Categories: RSS Bandit

Today I stumbled on the post "Sign up for Gmail"on the Google blog and I was stunned by the following excerpt

For the last 16 months, a lot of people have been asking us how they can sign up for Gmail, and today we're happy to be able to say, "Just go to gmail.com." From there, you can get an invitation code sent to your mobile phone, and with this code, you can create a Gmail account. Once you have Gmail, you can try out our brand new IM and voice service, Google Talk.

Why use mobile phones? It's a way to help us verify that an account is being created by a real person, and that one person isn't creating thousands of accounts. We want to keep our system as spam-free as possible, and making sure accounts are used by real people is one way to do that.

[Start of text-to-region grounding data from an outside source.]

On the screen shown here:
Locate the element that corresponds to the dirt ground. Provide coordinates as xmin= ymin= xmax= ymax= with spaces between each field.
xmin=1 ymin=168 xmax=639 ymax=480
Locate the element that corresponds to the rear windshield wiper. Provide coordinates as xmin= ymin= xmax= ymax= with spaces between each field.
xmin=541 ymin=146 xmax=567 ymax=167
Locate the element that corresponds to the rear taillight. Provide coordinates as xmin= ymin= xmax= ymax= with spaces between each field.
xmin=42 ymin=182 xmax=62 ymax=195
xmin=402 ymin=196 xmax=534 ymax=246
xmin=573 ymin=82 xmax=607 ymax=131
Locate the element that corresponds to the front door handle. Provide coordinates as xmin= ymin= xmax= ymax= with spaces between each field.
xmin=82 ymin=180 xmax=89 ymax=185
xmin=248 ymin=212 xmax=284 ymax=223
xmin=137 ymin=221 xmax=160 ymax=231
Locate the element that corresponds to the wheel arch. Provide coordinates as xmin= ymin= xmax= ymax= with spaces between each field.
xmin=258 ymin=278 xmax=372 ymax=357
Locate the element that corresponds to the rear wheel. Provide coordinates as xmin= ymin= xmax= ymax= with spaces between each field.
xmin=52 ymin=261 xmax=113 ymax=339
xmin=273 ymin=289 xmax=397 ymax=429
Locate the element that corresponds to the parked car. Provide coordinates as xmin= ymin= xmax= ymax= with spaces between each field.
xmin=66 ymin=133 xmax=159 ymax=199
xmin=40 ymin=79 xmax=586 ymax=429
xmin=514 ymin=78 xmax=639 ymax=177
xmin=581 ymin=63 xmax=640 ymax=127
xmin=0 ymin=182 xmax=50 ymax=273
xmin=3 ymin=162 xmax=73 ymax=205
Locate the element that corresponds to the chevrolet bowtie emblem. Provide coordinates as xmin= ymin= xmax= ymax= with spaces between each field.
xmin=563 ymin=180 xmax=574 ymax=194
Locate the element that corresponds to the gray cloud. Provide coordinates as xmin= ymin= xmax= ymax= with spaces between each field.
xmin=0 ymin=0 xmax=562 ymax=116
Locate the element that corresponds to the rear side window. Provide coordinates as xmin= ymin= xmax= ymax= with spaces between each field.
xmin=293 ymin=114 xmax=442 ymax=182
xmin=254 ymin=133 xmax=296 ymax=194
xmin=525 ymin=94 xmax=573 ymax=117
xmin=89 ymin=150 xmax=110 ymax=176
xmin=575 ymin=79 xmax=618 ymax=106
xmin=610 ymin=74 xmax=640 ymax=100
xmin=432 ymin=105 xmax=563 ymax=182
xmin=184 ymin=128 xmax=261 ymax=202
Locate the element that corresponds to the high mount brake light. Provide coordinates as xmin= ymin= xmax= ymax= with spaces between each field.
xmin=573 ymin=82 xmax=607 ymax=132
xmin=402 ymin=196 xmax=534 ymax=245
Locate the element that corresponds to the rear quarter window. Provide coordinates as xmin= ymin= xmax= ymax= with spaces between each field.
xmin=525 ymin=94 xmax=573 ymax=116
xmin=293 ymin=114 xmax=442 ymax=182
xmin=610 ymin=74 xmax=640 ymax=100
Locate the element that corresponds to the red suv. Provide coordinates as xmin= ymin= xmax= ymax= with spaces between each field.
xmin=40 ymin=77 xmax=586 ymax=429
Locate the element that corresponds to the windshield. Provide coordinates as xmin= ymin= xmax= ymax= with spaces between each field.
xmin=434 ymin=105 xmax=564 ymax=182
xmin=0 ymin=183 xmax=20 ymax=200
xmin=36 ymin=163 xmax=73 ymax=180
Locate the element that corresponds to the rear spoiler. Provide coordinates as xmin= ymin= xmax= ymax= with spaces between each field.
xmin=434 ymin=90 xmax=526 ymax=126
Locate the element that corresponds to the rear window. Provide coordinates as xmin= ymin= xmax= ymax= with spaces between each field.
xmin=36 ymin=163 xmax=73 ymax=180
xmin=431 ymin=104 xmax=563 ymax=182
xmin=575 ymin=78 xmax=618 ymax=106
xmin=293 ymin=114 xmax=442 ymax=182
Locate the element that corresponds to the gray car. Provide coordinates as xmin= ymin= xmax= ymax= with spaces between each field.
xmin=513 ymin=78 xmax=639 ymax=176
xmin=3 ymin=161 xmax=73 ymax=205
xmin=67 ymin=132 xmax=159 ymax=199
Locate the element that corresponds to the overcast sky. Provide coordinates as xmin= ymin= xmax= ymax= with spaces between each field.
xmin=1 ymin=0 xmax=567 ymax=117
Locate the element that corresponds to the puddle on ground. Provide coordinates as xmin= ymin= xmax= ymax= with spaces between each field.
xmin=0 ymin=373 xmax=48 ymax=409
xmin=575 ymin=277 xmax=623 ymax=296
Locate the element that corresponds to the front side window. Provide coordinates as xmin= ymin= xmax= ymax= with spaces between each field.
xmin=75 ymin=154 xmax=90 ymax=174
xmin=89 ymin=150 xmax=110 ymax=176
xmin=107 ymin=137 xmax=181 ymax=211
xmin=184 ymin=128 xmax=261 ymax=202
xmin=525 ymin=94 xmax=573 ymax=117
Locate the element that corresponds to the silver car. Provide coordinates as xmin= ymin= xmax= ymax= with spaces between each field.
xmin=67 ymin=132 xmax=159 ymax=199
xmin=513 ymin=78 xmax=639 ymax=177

The privacy implications of having a company collect people's verified mobile phone numbers just for free email accounts boggles the mind. It is common knowledge that web surfers often give websites information they consider private thus I'm sure lots of people will take them up on their offer.  Looking at the GMail SMS mail sign up page it boldly states they plan to store the phone number indefinitely and then points to a privacy policy that doesn't say anything about what they plan to do with our phone numbers. Is their legal team asleep at the wheel or something?

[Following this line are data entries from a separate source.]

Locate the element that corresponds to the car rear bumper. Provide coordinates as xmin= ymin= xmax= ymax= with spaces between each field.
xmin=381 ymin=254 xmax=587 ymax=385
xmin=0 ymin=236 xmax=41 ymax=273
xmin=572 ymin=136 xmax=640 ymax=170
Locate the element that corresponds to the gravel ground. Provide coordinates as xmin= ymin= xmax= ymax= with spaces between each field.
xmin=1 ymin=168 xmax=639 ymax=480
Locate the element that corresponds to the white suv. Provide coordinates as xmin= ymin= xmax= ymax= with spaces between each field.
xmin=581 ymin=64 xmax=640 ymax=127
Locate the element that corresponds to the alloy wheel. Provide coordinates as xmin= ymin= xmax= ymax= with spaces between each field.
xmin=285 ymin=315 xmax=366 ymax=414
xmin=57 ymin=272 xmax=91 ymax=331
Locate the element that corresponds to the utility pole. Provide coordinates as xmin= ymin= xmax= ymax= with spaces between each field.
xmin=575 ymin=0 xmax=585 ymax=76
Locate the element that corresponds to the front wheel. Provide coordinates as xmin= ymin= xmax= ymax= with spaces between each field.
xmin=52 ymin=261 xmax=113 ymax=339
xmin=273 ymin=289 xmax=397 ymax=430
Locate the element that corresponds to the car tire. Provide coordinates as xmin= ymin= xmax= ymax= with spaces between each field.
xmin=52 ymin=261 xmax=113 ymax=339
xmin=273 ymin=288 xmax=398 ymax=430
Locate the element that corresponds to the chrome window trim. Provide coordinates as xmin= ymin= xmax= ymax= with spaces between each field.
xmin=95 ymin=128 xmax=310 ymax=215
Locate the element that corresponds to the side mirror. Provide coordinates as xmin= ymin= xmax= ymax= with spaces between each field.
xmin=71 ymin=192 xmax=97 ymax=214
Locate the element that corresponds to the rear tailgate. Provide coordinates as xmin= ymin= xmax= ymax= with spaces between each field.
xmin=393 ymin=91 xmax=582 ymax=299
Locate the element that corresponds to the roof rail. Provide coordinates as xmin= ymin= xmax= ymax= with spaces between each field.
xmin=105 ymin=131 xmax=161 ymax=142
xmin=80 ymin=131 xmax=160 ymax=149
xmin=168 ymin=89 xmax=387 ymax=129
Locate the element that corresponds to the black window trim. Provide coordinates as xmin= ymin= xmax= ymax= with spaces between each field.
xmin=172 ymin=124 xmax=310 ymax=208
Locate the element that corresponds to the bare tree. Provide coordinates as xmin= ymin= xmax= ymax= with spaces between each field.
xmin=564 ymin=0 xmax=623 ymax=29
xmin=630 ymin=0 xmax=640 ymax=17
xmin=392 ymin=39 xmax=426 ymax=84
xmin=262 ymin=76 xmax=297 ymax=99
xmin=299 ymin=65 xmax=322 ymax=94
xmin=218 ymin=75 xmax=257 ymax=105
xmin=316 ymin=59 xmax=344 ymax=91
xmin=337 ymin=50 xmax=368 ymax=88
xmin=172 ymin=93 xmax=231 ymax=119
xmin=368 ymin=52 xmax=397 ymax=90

I guess once they ship whatever mobile services that emerge from their purchase of Dodgeball and Android, they'll have a ready pool of phone numbers to launch the service with. That's just genius. Almost evil genius.


 

There were two instant messaging releases shipped yesterday from two of the major online players.

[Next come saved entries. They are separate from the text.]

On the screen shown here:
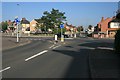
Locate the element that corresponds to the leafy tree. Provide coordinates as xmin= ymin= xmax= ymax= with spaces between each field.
xmin=94 ymin=24 xmax=99 ymax=32
xmin=116 ymin=13 xmax=120 ymax=19
xmin=53 ymin=27 xmax=66 ymax=34
xmin=77 ymin=26 xmax=84 ymax=32
xmin=88 ymin=25 xmax=93 ymax=30
xmin=37 ymin=8 xmax=66 ymax=34
xmin=2 ymin=21 xmax=8 ymax=31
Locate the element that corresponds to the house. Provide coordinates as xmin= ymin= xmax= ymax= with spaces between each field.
xmin=30 ymin=19 xmax=38 ymax=32
xmin=30 ymin=19 xmax=49 ymax=33
xmin=95 ymin=17 xmax=115 ymax=38
xmin=108 ymin=18 xmax=120 ymax=38
xmin=7 ymin=20 xmax=15 ymax=32
xmin=64 ymin=23 xmax=77 ymax=37
xmin=21 ymin=18 xmax=30 ymax=33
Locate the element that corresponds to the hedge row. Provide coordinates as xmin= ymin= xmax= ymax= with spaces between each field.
xmin=114 ymin=29 xmax=120 ymax=53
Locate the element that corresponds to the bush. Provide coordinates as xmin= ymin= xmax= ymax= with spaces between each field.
xmin=114 ymin=29 xmax=120 ymax=53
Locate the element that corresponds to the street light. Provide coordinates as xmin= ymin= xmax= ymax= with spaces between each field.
xmin=15 ymin=3 xmax=21 ymax=42
xmin=17 ymin=3 xmax=22 ymax=37
xmin=17 ymin=4 xmax=21 ymax=20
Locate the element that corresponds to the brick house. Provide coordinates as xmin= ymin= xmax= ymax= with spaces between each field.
xmin=7 ymin=20 xmax=15 ymax=32
xmin=98 ymin=17 xmax=113 ymax=33
xmin=94 ymin=16 xmax=120 ymax=38
xmin=64 ymin=23 xmax=77 ymax=37
xmin=30 ymin=19 xmax=45 ymax=33
xmin=30 ymin=19 xmax=38 ymax=32
xmin=108 ymin=18 xmax=120 ymax=38
xmin=95 ymin=17 xmax=116 ymax=38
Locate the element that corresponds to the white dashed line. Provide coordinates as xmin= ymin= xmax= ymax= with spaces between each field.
xmin=0 ymin=67 xmax=11 ymax=73
xmin=25 ymin=50 xmax=48 ymax=61
xmin=97 ymin=47 xmax=114 ymax=50
xmin=49 ymin=45 xmax=55 ymax=48
xmin=53 ymin=45 xmax=61 ymax=49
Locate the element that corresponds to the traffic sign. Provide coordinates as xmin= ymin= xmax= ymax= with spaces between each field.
xmin=15 ymin=18 xmax=20 ymax=24
xmin=60 ymin=24 xmax=64 ymax=28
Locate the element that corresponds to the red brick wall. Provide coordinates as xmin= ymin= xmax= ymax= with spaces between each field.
xmin=98 ymin=18 xmax=113 ymax=32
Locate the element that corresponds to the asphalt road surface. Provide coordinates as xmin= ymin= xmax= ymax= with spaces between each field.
xmin=2 ymin=37 xmax=114 ymax=78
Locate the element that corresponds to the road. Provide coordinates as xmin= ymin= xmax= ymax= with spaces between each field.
xmin=2 ymin=37 xmax=114 ymax=78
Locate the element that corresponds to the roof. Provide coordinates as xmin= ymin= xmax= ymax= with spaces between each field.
xmin=21 ymin=18 xmax=30 ymax=24
xmin=110 ymin=19 xmax=120 ymax=23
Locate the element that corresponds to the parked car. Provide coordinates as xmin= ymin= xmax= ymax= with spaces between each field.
xmin=56 ymin=34 xmax=69 ymax=38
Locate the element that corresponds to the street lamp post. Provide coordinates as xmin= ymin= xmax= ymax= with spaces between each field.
xmin=17 ymin=3 xmax=22 ymax=37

  1. Google Talk Beta: Google has finally shipped an instant messaging application as we all expected. You can get the scoop from Joe Beda's post Welcome To Google Talk. It seems Joe is one of the folks at Google who helped ship this. From his post we learn they provide
    • Instant messaging server based on the XMPP/Jabber protocol.  This is an IETF approved protocol.  Check out www.xmpp.org for more info.
    • Out of the box support for many third party clients.  Choose iChat, Gaim, Trillian or a host of others.  We support them from day one.
    • Our own client available for download from talk.google.com.  We've concentrated on a simple to use and clean interface.  We've tried to strip IM down to its essence.
    • Support for voice calls between clients that just work.  We've worked hard to support all sorts of network topologies.  We are also using first class industry leading audio codecs.
    • A commitment to openness moving forward.  Choose your platform (Window, Mac, Linux, etc), choose your client (ours or others) and choose your service provider (we are commited to federation).  We want to make IM as open as the web or email.
  2. MSN Messenger 7.5: MSN shipped to its instant messaging client yesterday. You can get the scoop in Leah Pearlman's post MSN Messenger 7.5 - I can't believe It's Not Beta. From her post we learn that some of the new features are
    • Dynamic Backgrounds: Backgrounds that subtly animate in cool ways.

    • Voice Clip: Press and hold the Voice Clip button (or F2) and record up to 15 seconds of your voice or anything. When you release, it goes to your buddies just like an IM, and they can hear it instantly upon receipt.
    • Freaking Awesome Audio Quality Improvements: Yes, that’s the technical name. Our new audio technology makes free Voice (Voip) calls super-clear. Mostly thanks to much improved echo-cancellation. It’s now just like using a phone except: "Look ma! No hands!"
    • Patching: Due to the plethora of features in the Messenger client the download size has grown. In the future, instead of having to download the entire client each time an particular release is updated, we can download a small patch, on the order of 100K on to the user’s machine instead.

Google's entrance into the instant messaging landscape is interesting although unsurprising. As usual Google has entered the space with a disruptive move but instead of the move being the feature set of its IM client it is by not treating their IM network as a walled garden as AOL, MSN and Yahoo! have done. People aren't restricted to the Google Talk client and anyone can write a client application to connect people within their network. I'm not sure this is a smart move but it definitely is a disruptive one.